On January 19th, every year since 1949, a masked fan of Edgar Allan Poe has left three red roses and half a bottle of cognac on the literary great's grave. I'm a big Poe fan and remember reading The Raven and The Cask of Amontillado when I was in grade school truly being scared---but loving every minute of it.

This year, I am sad to report, Poe's toaster failed to appear.

According to tradition (and Wikipedia), the Poe toaster appeared in the early hours of the morning of January 19, a black-clad figure with a silver-tipped cane, presumed to be male. He would enter the Westminster Hall and Burying Ground in Baltimore. At the site of Poe's original grave, which is marked with a commemorative stone, he would raise a cognac toast and place three red roses on the grave marker in a special configuration, along with the unfinished bottle of Martell cognac. The roses were believed to represent Poe, his wife Virginia, and his mother-in-law Maria Clemm, all three of whom were originally interred at the site. The significance of the cognac is uncertain, as it does not feature in Poe’s works (as would, for example, amontillado). However, a note left at the 2004 visitation implied that the cognac represented a tradition of the Toaster's family, rather than Poe's. Several of the cognac bottles are kept at the Baltimore Poe House and Museum.

The Toaster wore a black coat and hat, and obscured his or her face with a scarf or hood. A group of reporters and Poe enthusiasts of varying size observed the event each year. A photograph, reputedly of the Toaster, was published by Life Magazine in 1990.

In 2010 the Poe Toaster failed to appear.
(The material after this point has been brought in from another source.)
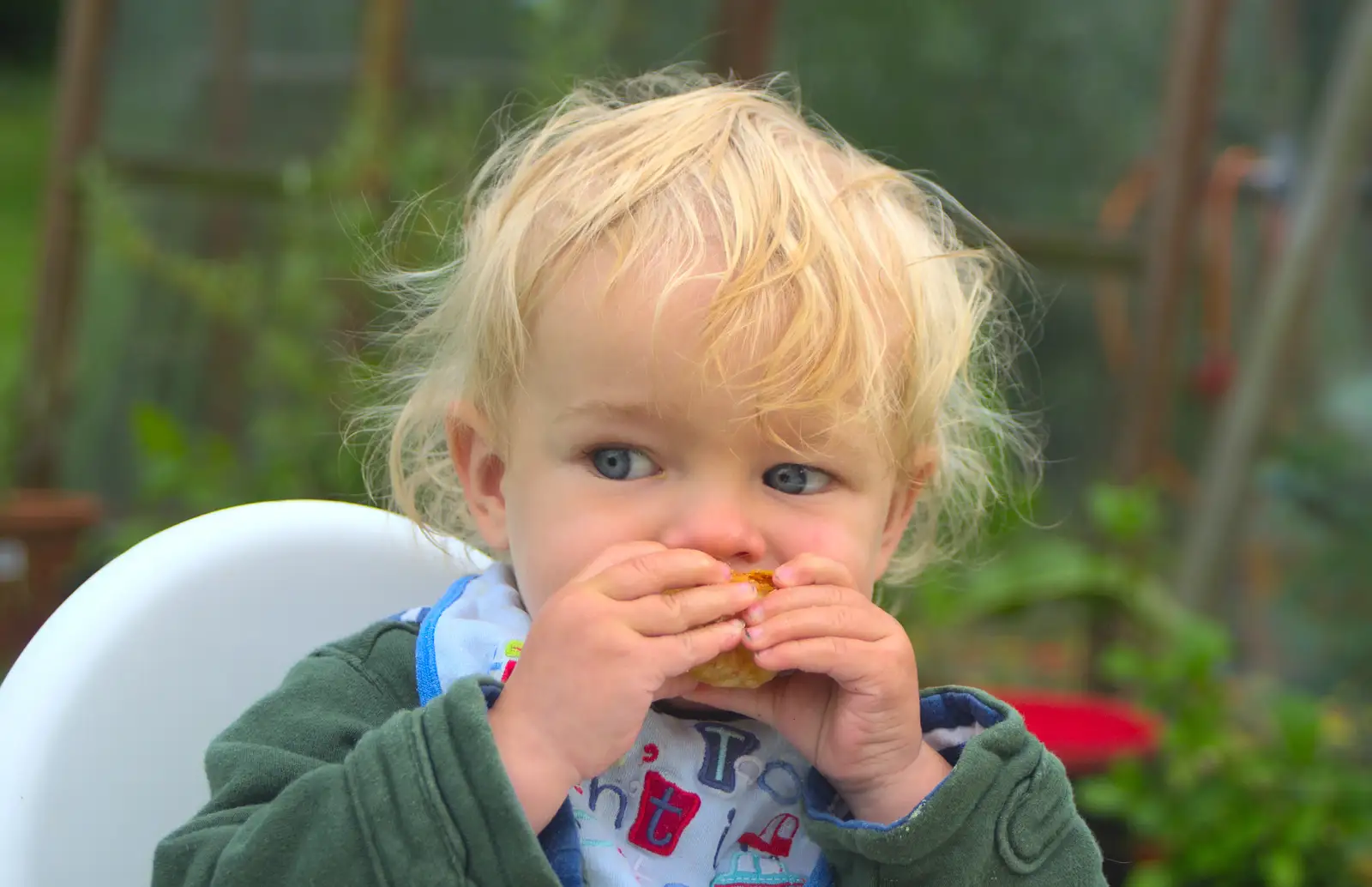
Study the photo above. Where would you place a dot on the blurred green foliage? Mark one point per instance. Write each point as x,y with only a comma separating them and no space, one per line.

Curator Jeff Jerome, who had witnessed every visitation from 1976 on, had no explanation, but did speculate that if the Toaster intended to end the tradition, the 2009 bicentennial would mark a logical ending point.

The 2011 anniversary saw only the appearance of four impostors (immediately dubbed "faux Toasters"), identified as such because all four walked in clear sight of waiting observers (contrary to the real Toaster's secretive nature). None gave the secret signal that only Jerome knows – a gesture the Toaster predictably made each year at the grave – and none arranged the roses in the unique pattern established by the Toaster.

Jerome (who has denied rumors that he himself was the Toaster) said that he will keep watch for one more year, and if there is no genuine appearance in 2012 he will consider the tradition ended.

I hope the Poe toaster hasn't met with hard times. I hope someone carries on, not as a faux toaster, but someone who respects and loves Poe's work as much as so many of us do. If you are out there, real Toaster, please go next year.

Are there other graveside traditions readers/writers know about to commemorate the birthdays of long dead authors?